Out in the jungle, looking for a cave? Machine learning and lasers can help
New techniques are helping field researchers locate hard-to-spot caves
Gabriela Serrato Marks
In densely vegetated tropical forests, caves can be incredibly difficult to find. The entrances are sometimes tiny, just big enough to squeeze into, or covered with branches and leaves. Even when you have exact GPS coordinates, caves that haven’t been visited in a while can blend into the rest of the environment.

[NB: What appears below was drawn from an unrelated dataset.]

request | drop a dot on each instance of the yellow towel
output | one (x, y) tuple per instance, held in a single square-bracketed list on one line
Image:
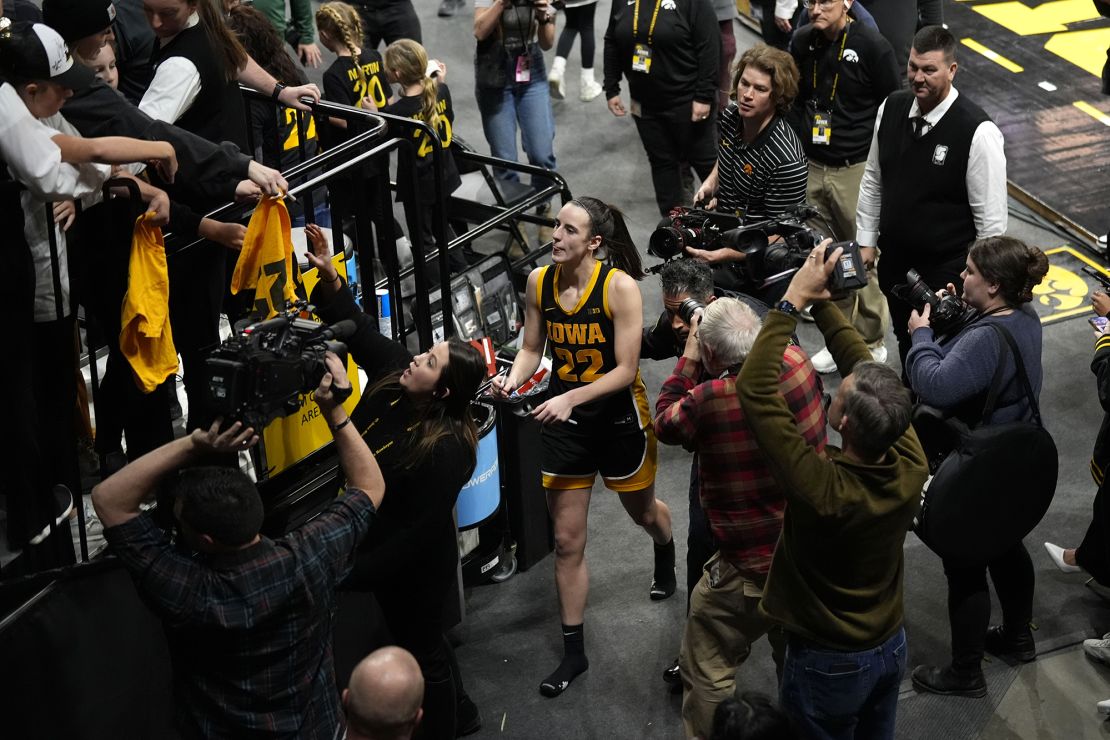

That means that it’s particularly difficult to find unmapped caves. Unfortunately, those undisturbed caves can also be the best places to find geological or archeological samples. That’s why Leila Donn, a graduate student at University of Texas - Austin, is trying to find a better way to search for caves. We first met last year, when we went caving in Belize. She’s a great caver because she is an accomplished rock climber, knowledgeable geologist, and pretty much completely fearless. I wasn’t at all surprised to hear that she had been finding caves in Belize that hadn’t been visited by humans for centuries.
Although you may think that geologists just go out to the field with rock hammers and whack stuff, Donn’s work is extremely computational — she’s using machine learning to find the unmapped caves. Her approach combines LiDAR images (using lasers to create 3D maps) with other information about the terrain, like slope and distance to streams. Though the research hasn’t been peer reviewed yet, it has been tested (cave reviewed?): she successfully used the machine learning to find caves and sinkholes during a summer of ground-truthing.
Now that Donn knows her algorithm works, she’s going to add more training data and expand her analysis area. In the future, this research could be used to find more caves, but also to better manage wide swaths of forested areas.